Tang yuan (湯圓) is one of my favorite Chinese desserts. It’s name is a homophone for reunion and so traditionally, it’s eaten at family gatherings during festivals. The first time I made tang yuan was with my friend, Shirley, to celebrate the Year of the Rat. We were hundreds of kilometers away from our families (the first Chinese New Year that I had ever spent away from my parents and siblings) and the sweet rice balls were a little taste of home. Despite a lack of experience, I ambitiously tried to shape them like rats and was very happy with how they turned out.
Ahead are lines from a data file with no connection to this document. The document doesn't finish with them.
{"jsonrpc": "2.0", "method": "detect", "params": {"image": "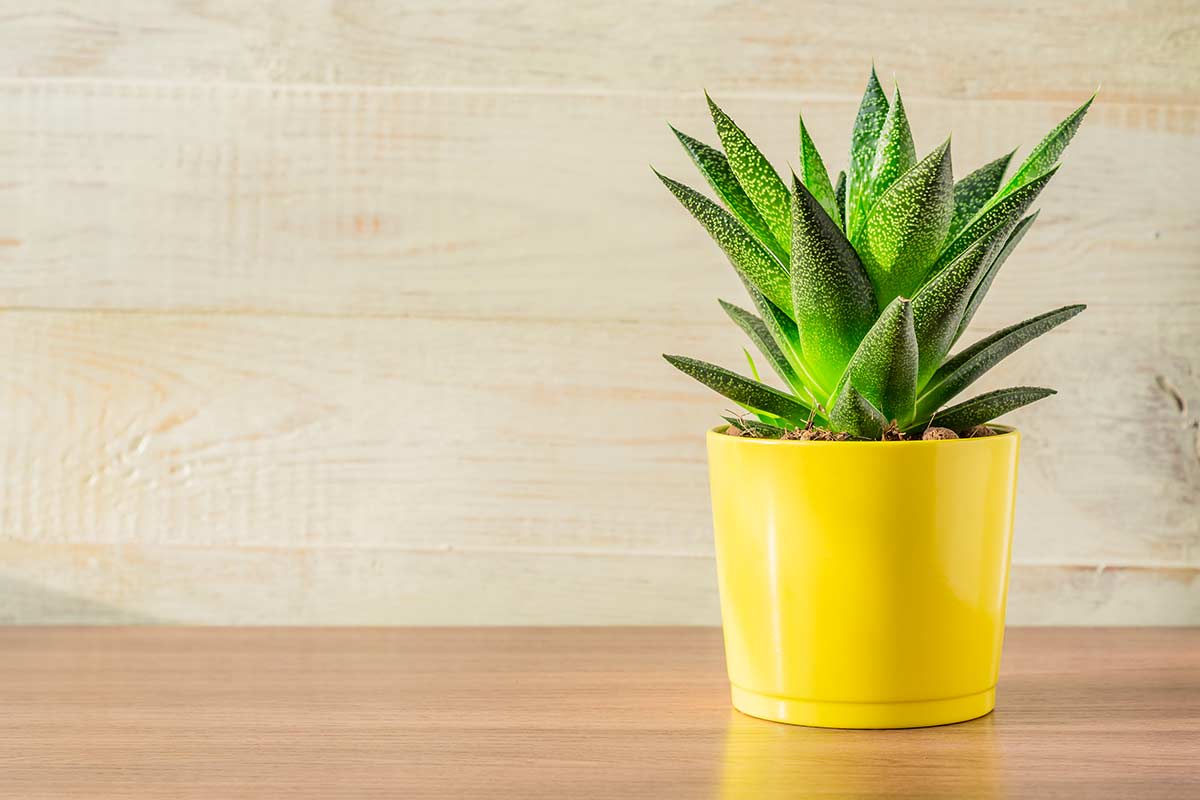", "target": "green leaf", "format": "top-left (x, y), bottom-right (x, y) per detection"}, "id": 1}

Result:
top-left (912, 215), bottom-right (1007, 386)
top-left (851, 86), bottom-right (917, 225)
top-left (704, 92), bottom-right (792, 256)
top-left (718, 300), bottom-right (803, 389)
top-left (800, 110), bottom-right (841, 224)
top-left (842, 65), bottom-right (888, 231)
top-left (954, 211), bottom-right (1038, 342)
top-left (745, 283), bottom-right (829, 405)
top-left (947, 150), bottom-right (1016, 239)
top-left (833, 170), bottom-right (846, 230)
top-left (742, 348), bottom-right (762, 381)
top-left (671, 126), bottom-right (787, 263)
top-left (936, 386), bottom-right (1057, 433)
top-left (919, 306), bottom-right (1086, 415)
top-left (662, 355), bottom-right (810, 425)
top-left (792, 176), bottom-right (875, 386)
top-left (932, 167), bottom-right (1057, 272)
top-left (654, 170), bottom-right (792, 313)
top-left (829, 384), bottom-right (888, 439)
top-left (839, 297), bottom-right (917, 425)
top-left (721, 416), bottom-right (784, 439)
top-left (854, 139), bottom-right (954, 306)
top-left (1000, 95), bottom-right (1096, 197)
This year, with rose-tinted memories of my previous success, I decided to try making tiger-shaped tang yuan. I have to give Shirley credit for humouring me, and for mixing all the dough and the filling. For the most part, we followed the recipe from The Woks of Life but we used hot water to mix the dough instead, and we skipped step 3 where it says to cook a small piece of dough and incorporate it back into the mix. The dough still turned out smooth and pliable despite our shortcut.
The initial intention was to have three different coloured doughs: orange for the base, and black and white for the features. Shirley made a lovely orange by using a combination of yellow and red Wilton gel icing colours. The black was coloured straight from the gel jar while the white dough was simply left uncoloured. While she prepared the doughs, I shaped the sesame paste into 1.5 – 2 cm balls and placed them in the freezer to harden.
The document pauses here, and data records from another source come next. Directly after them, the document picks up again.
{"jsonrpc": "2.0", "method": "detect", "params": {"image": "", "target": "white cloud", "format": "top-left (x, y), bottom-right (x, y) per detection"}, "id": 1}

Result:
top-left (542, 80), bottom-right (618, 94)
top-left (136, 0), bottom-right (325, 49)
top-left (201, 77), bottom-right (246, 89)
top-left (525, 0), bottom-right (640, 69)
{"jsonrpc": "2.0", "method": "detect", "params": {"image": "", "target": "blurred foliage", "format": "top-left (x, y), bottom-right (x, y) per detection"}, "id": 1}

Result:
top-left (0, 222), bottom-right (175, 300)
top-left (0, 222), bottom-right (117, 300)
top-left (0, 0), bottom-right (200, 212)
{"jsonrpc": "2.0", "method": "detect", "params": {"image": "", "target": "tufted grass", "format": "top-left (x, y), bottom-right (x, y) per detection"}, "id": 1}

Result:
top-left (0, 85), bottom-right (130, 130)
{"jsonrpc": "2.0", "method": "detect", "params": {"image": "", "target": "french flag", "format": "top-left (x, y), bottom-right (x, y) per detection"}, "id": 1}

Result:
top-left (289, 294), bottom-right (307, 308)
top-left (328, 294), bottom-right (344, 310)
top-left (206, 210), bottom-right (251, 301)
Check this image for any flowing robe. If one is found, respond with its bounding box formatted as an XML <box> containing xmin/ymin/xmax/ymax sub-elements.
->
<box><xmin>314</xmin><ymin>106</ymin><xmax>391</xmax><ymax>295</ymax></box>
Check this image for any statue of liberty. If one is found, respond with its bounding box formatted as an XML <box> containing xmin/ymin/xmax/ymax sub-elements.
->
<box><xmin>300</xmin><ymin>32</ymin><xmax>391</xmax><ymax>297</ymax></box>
We kept the doughs covered in a bowl submerged in a warm water bath to keep them soft and moldable. Cooled dough is lumpy and prone to cracking as you can see from the pictures of our uncooked tang yuan. I found the trickiest part of the whole process was having to work quickly to sculpt the figures. I had forgotten how frustrating it was to coax tiny, crumbling pieces of dough into the shapes I wanted.
Once all the components were prepared, we took the solidified sesame fillings out of the freezer and wrapped each of them in a layer of orange dough. Rolling out smooth spheres was easier with firm centres. We made 9 of the balls into tigers, and for each, I rolled out a pea of white dough, flattened it and stuck the disc on an orange ball to start the face. For eyes, I maneuvered two black sesame seeds into place with a toothpick and added one seed for the nose. Two smaller balls of orange dough were placed on either side of the head for ears; I pinched the top of each to form points.
Getting the stripes right took some trial and error. We first rolled out thin strips of black/grey dough intending to adhere them onto the surface of the orange balls. Unfortunately, there was a limit to how thin the dough would roll and the resulting look was bulky (as you can see for the front row in the photo at the top). It was also laborious and our dough was losing malleability in the meantime. We then considered painting the stripes with straight gel colour but we were worried that unincorporated colouring would turn all the water black when we cooked the tang yuan. We didn’t want to end up dyeing everything an unappetizing grey. In the end though, the prospect of finishing faster trumped all our aesthetic concerns. I used a toothpick to paint on the stripes.
Cooking them was simple: we dropped the tang yuan in a pot of boiling water. Some of the colour from the black stripes did bleed off into the water but it did not dye our tang yuan like we feared. I didn’t time exactly how long they took to cook but I watched for them to turn soft and slightly translucent before fishing them out.
Boiling them made the orange more vibrant but muted the black. Their squishy, blob-like shape reminded me of Tsum Tsums. I couldn’t bring myself to take a picture of one that had been bitten in half but the filling was smooth with just the right sweetness. Overall, I am satisfied with how they turned out. It was a lot of work but definitely worth it. Animal-shaped tang yuan may become an annual tradition for me – at least until I finish all the zodiac animals!